Until last week, OSHA’s website prominently featured a section that stated more than 4,500 workers lost their lives on the job every year and listed the names of those who died in recent months. But that section has been replaced with one that provides a few examples of the agency’s cooperative programs that work with and recognize employers who create safe workplaces.
“If the stories of workers who are killed aren’t told, they become invisible and there’s little reminder to employers why safety is so important,” said David Michaels, former assistant secretary of labor for occupational safety and health in Washington and professor in the Department of Environmental and Occupational Health, Milken Institute School of Public Health, The George Washington University in Washington, D.C. “It’s great when employers voluntarily comply with OSHA and go beyond complying with OSHA, which is what (the Voluntary Protection Program) requires. But most employers don’t get it and they really need to be reminded why we’re doing this. Taking the names and the stories off the front page of the OSHA website is a real setback and will not lead to more employers doing the right thing.
“Clearly, the current administration is rejecting a lot of the thinking that went on before it” under both Democratic and Republican administrations, Mr. Michaels continued. “The current administration thinks all regulation is bad and that’s the view of Washington ideologues and some of the trade associations, but employers need and want common sense regulation.”

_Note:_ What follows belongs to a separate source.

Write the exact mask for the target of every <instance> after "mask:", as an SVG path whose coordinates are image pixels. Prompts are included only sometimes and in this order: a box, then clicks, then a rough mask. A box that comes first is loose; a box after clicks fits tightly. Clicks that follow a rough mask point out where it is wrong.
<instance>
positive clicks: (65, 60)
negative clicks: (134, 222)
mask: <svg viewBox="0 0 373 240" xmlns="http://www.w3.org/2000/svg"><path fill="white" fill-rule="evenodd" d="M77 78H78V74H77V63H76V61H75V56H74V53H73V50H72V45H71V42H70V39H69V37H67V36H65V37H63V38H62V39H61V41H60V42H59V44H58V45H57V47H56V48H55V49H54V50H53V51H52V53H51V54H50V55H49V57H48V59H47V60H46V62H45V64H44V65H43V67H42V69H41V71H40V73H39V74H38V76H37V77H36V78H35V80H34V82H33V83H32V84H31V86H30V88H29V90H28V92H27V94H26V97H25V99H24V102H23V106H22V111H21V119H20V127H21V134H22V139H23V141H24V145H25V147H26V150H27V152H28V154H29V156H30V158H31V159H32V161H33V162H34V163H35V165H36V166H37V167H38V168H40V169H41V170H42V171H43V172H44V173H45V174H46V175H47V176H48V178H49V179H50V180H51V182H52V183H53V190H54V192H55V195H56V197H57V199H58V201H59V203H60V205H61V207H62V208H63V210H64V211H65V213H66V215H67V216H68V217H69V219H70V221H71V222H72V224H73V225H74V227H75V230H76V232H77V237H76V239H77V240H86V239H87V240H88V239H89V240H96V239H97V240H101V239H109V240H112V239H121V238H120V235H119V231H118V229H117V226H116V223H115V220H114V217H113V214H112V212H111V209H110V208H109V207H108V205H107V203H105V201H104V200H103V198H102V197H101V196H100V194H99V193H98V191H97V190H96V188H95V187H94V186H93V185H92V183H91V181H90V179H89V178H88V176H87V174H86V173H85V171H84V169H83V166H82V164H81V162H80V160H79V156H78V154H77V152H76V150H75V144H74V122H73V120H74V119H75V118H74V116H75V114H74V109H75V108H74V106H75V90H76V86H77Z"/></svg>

However, employers have long been wary about the agency’s public shaming tactics, particularly in the form of press releases distributed by OSHA after it issued citations and proposed fines against employers for workplace safety violations, but before they had been fully adjudicated and sometimes before some employers say they even received notification of these citations and penalties. Under the Obama administration and with Mr. Michaels’ vocal support, the agency had a policy to publicly disclose citations and proposed fines above $40,000, with some news releases including the names of the cited employers' workers compensation insurers.
“It really never had the impact that the Obama administration thought it was going to have,” said Marc Freedman, executive director of labor law policy at the U.S. Chamber of Commerce in Washington. “If you look at the rates of injuries and illnesses and fatalities, they never came down in any real appreciable way given the emphasis the previous administration put on that strategy as a way to bring those numbers down. When you get down to the question of results, the shaming strategy that the Obama administration relied so heavily upon never produced the results they wanted it to produce.”
One of the big parts of that strategy was the press release component, he said. It was not unusual for four or five citation-related press releases to be issued by the agency several times in a week under the Obama administration, but that pace has significantly slowed down, with only five of these types of press releases issued to date in August.
“We understand OSHA is going to talk about cases in the press,” Mr. Freedman said. “What we didn’t care for was some of the overheated rhetoric in those press releases. Those press releases were announcing citations, which really are nothing more than an allegation by OSHA that an employer has been found at fault. It’s not a final determination at all. Of course, OSHA never put anything out to clear the record once the cases were finally resolved if the employer was found not be at fault or agreed to some settlement or if the final resolution was not as severe as what the initial allegations in the press releases talked about. We thought the press releases skewed the discussion and were left out there for all to see well past the time the description of the case was valid.”
In contrast, the other three of a total eight press releases issued by the agency this month are about cooperative initiatives with employers, including a second stakeholder meeting on potential changes to the Voluntary Protection Program being held this week in New Orleans.
“I think it’s notable that they are actually using words like ‘working with employers.’” Mr. Freedman said. “That is a very distinct change of tone from the previous administration, which liked to think it was in some type of collaborative relationship, but in reality, was never in a collaborative relationship and was regarded as being openly hostile to employers. It reflects the idea that this administration recognizes that improving workplace safety goes through employers and you need figure out how to help employers get them to where you want them to go.”
In addition, employers expressed concern about the security of the information provided to the agency under the controversial requirements of OSHA’s electronic record-keeping rule — concerns that were realized when OSHA was informed less than two weeks after launching its injury tracking application about a potential compromise of user information.
“That type of problem is something that the Chamber as well as others indicated could be a problem with people submitting their data to OSHA,” Mr. Freedman said. “OSHA never made any representations that they could protect this data in any special way.”